A Paley-Wiener theorem for the analytic wave front set (Q1840693)

It is shown that the convex hull of the analytic wave front \(WF_A(u)\) of a hyperfunction \(u\) with compact support in \(\mathbb{R}^n\) can be described by the asymptotic behaviour of the Fourier-Laplace transform \(\widehat u\) of \(u\).

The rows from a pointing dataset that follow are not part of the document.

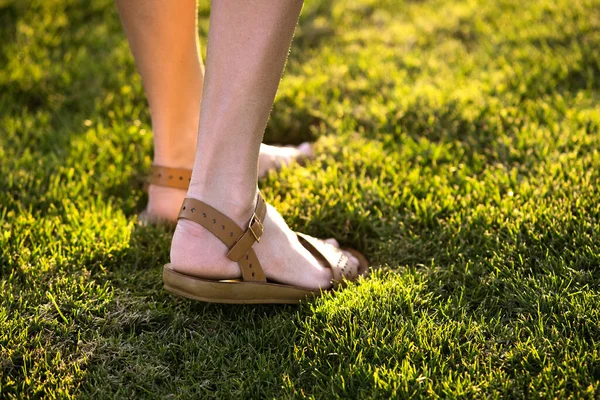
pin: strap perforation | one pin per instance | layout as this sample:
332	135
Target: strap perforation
238	240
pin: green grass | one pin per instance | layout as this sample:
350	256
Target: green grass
458	148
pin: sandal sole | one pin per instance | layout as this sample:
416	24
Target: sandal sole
232	291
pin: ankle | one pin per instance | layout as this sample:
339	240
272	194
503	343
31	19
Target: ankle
234	203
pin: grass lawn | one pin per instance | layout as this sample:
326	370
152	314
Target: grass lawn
458	148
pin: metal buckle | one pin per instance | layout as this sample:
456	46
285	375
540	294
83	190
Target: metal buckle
260	225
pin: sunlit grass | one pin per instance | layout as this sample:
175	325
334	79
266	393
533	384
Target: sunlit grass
458	147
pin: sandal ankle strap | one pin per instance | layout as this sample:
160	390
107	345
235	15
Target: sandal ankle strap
238	240
178	178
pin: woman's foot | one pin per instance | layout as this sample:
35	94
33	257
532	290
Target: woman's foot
164	202
195	251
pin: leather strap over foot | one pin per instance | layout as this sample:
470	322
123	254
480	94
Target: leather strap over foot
238	240
178	178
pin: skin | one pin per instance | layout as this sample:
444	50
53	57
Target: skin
248	43
166	48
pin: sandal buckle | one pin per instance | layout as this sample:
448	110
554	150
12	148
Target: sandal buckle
260	226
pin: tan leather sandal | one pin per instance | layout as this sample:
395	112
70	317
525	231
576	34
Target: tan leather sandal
178	178
253	287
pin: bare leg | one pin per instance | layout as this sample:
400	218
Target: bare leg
164	41
247	47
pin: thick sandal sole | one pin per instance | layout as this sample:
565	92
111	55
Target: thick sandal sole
232	292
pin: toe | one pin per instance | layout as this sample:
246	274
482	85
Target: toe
332	242
306	149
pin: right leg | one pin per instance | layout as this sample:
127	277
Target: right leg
247	48
164	42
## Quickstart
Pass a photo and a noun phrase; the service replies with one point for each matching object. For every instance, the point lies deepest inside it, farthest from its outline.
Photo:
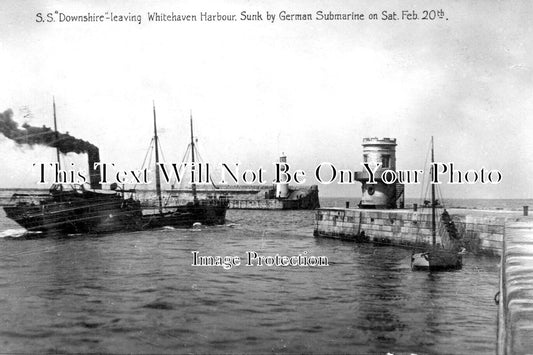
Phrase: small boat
(210, 211)
(448, 255)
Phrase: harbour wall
(515, 298)
(482, 231)
(241, 197)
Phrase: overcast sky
(311, 89)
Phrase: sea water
(138, 293)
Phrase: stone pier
(482, 231)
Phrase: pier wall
(482, 231)
(515, 312)
(240, 197)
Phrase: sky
(310, 89)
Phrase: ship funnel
(94, 173)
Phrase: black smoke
(31, 135)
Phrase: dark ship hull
(203, 212)
(72, 212)
(76, 211)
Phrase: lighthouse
(282, 188)
(379, 195)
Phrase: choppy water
(138, 293)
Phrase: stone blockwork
(482, 231)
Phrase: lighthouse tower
(379, 195)
(282, 188)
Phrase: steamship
(70, 208)
(207, 211)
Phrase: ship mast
(193, 185)
(56, 134)
(433, 223)
(157, 177)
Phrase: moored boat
(448, 255)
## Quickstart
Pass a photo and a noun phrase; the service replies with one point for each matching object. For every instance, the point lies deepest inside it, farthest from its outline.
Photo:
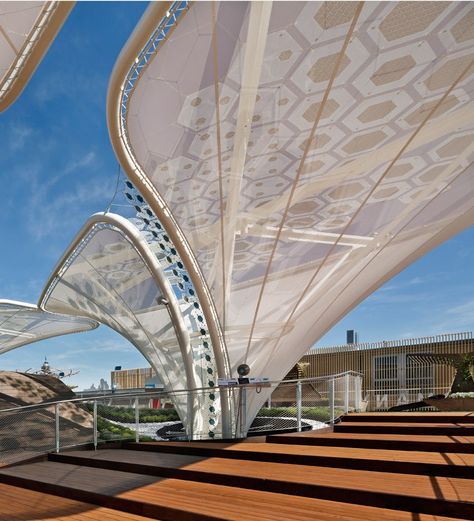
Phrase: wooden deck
(19, 504)
(294, 477)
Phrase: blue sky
(57, 167)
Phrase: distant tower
(351, 336)
(45, 368)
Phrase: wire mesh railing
(27, 431)
(378, 400)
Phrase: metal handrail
(150, 394)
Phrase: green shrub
(127, 414)
(109, 431)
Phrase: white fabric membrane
(291, 235)
(22, 323)
(107, 279)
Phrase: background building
(392, 374)
(131, 378)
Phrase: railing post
(358, 393)
(298, 405)
(56, 430)
(331, 400)
(95, 424)
(243, 409)
(346, 392)
(137, 420)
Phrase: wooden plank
(432, 463)
(427, 443)
(307, 477)
(411, 417)
(425, 494)
(23, 504)
(199, 501)
(417, 429)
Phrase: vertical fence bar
(56, 430)
(298, 405)
(358, 393)
(243, 410)
(95, 424)
(137, 420)
(346, 393)
(331, 399)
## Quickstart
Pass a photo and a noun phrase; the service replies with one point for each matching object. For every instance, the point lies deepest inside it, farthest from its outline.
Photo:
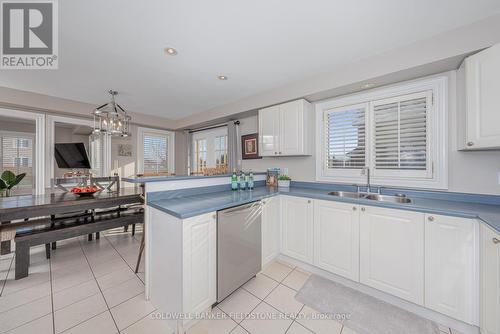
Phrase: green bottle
(243, 181)
(234, 181)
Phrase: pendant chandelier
(111, 118)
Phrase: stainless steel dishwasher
(239, 249)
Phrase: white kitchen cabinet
(297, 228)
(482, 84)
(392, 252)
(182, 264)
(284, 130)
(451, 266)
(490, 281)
(270, 229)
(199, 263)
(336, 238)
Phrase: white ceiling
(259, 45)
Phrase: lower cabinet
(490, 281)
(199, 263)
(451, 280)
(297, 228)
(392, 252)
(270, 229)
(336, 238)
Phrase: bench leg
(5, 245)
(47, 251)
(22, 259)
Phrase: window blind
(345, 128)
(155, 153)
(401, 132)
(97, 154)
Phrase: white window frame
(50, 140)
(39, 148)
(141, 131)
(210, 136)
(437, 136)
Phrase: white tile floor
(90, 287)
(86, 287)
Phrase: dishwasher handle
(241, 209)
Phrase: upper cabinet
(284, 130)
(480, 74)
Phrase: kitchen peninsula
(317, 227)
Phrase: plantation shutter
(16, 155)
(155, 153)
(346, 137)
(400, 132)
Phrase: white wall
(472, 172)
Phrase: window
(16, 155)
(21, 162)
(209, 150)
(200, 152)
(345, 135)
(155, 152)
(221, 151)
(21, 143)
(397, 132)
(400, 134)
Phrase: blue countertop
(193, 205)
(145, 179)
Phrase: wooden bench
(44, 231)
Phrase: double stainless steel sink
(375, 197)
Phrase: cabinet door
(199, 263)
(451, 248)
(292, 128)
(297, 228)
(490, 281)
(269, 131)
(336, 238)
(392, 252)
(270, 229)
(482, 72)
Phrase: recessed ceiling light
(171, 51)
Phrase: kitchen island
(445, 240)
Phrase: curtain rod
(211, 127)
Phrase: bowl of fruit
(85, 190)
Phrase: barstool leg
(141, 249)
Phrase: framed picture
(250, 146)
(124, 150)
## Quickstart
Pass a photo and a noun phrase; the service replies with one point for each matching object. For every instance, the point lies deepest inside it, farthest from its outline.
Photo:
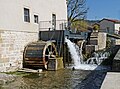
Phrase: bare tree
(76, 10)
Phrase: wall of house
(102, 39)
(117, 28)
(12, 13)
(15, 34)
(104, 24)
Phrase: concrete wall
(12, 13)
(117, 42)
(117, 28)
(102, 39)
(15, 34)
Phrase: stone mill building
(20, 25)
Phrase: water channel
(84, 76)
(62, 79)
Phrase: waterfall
(91, 64)
(76, 55)
(74, 52)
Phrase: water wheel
(37, 54)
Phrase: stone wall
(12, 45)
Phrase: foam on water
(76, 55)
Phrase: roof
(111, 20)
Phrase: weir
(76, 55)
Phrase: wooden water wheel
(37, 54)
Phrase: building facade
(19, 25)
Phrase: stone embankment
(6, 78)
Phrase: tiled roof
(112, 20)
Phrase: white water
(76, 56)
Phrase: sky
(99, 9)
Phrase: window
(26, 15)
(35, 18)
(53, 21)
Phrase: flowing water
(76, 55)
(64, 78)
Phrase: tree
(76, 10)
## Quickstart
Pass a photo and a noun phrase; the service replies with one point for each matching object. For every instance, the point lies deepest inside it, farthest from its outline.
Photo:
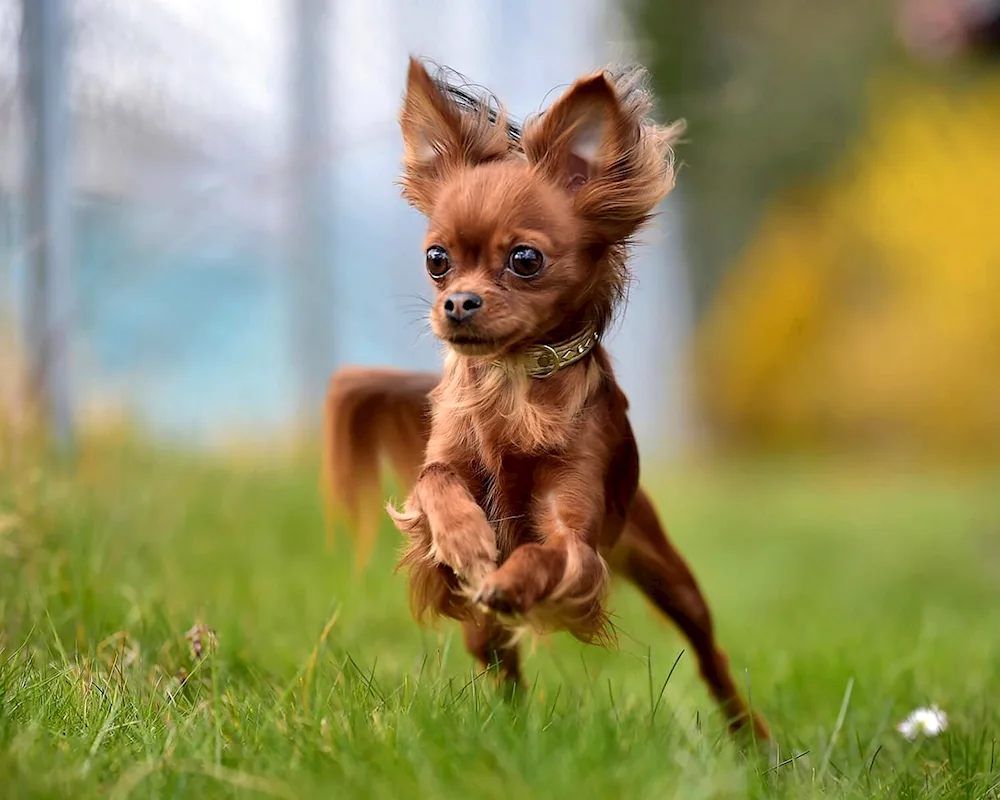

Namely, for any \(\eta\in \mathbb{R}^n\) and \(\xi\in\mathbb{R}^n\setminus \{0\}\), \[ \begin{multlined}\sup\{\langle x,\eta\rangle: (x,\xi)\in WF_A(u)\}= \lim_{\delta\to 0} \varliminf_{t\to 0} \sup_{|\widetilde\xi- \xi|<\delta} i_{\widehat u}(\widetilde\xi+ it\eta)/t=\\ \lim_{t\to 0,\widetilde\xi\to \xi} i_{\widehat u}(\widetilde\xi+ it\eta)/t= \lim_{t\to 0,\widetilde\xi\to \xi,\widetilde\eta\to \eta} i_{\widehat u}(\widetilde\xi+ it\widetilde\eta)/t,\end{multlined} \] where \(i_{\widehat u}\) is the indicator function of \(u\). In addition, it is proved that the convex hull of the support of \(u\) coincides with the union of convex hulls of all sets \(\{x:(x, \xi)\in WF_A(u)\}\), \(\xi\in \mathbb{R}^n\setminus\{0\}\).